Microinject the compound into the human intestinal organoid lumen as demonstrated in the previous section. To test compounds delivered to the basal lateral compartment, after microinjection of FITC-dextran, replace the external culture media with new media containing two millimolar EGTA as the positive control, PBS vehicle alone as a negative control, or other experimental compound. Begin live imaging immediately following microinjection.

This representative bright field image shows a tissue-derived human intestinal organoid after microinjection of FITC-dextran. The fluorescent signal is apparent even without the use of a specific filter set. Stem cell-derived human intestinal organoids were microinjected with four kilodalton FITC conjugated dextran suspended in PBS, or PBS containing Clostridium difficile toxin TcdA.

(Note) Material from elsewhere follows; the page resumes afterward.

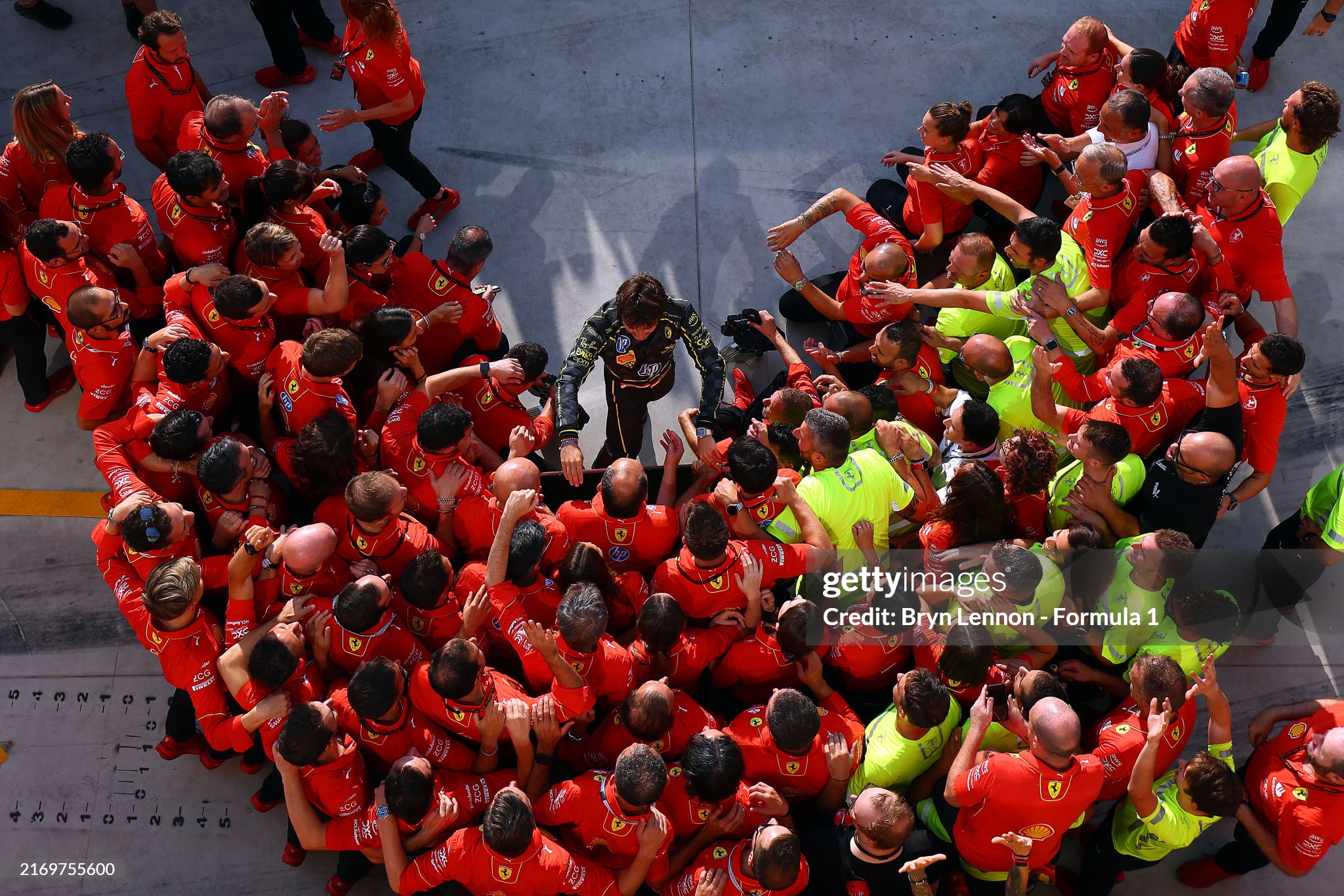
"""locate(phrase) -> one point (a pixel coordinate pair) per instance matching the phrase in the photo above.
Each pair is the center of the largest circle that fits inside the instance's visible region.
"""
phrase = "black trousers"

As a positive control, EGTA was added to the human intestinal organoid culture media in a subset of human intestinal organoids injected with PBS and FITC-dextran. The human intestinal organoids were imaged for 20 hours. As illustrated by these images, human intestinal organoids injected with PBS retained nearly all the fluorescent signal present at T zero.

However, human intestinal organoids that were also injected with TcdA, or treated with EGTA, exhibited a substantial decrease in fluorescent intensity by eight hours post microinjection. The imaging data was quantified for all human intestinal organoids at all time points to generate a high-resolution data set representing the relative change in fluorescent intensity over time in each experimental condition. Once mastered, this technique can be done in approximately 30 minutes to one hour depending upon the number of experimental conditions.

While attempting this procedure, it's important to remember to be patient and take your time when aligning the human intestinal organoids with the microcapillary prior to microinjection. Following this procedure, other methods like PCR, western blot, and RNA seek can be performed to answer additional questions regarding the response of the human intestinal organoid to the injected material. Development of this technique allowed us to examine the effects of bacterial toxins, pharmacologic agents, cytokines, and even live microorganisms on epithelial barrier function in human intestinal organoids.

After watching this video, you should have a good understanding of how to microinject fluorescently labeled dextran and other experimental materials into the lumen of a human intestinal organoid. Don't forget that when working with bacterial toxins or live organisms, it can be extremely hazardous, and so precautions such as using appropriate PPE should always be taken while performing this procedure. And lastly, be especially careful to avoid puncture wounds as the microcapillaries are extremely sharp.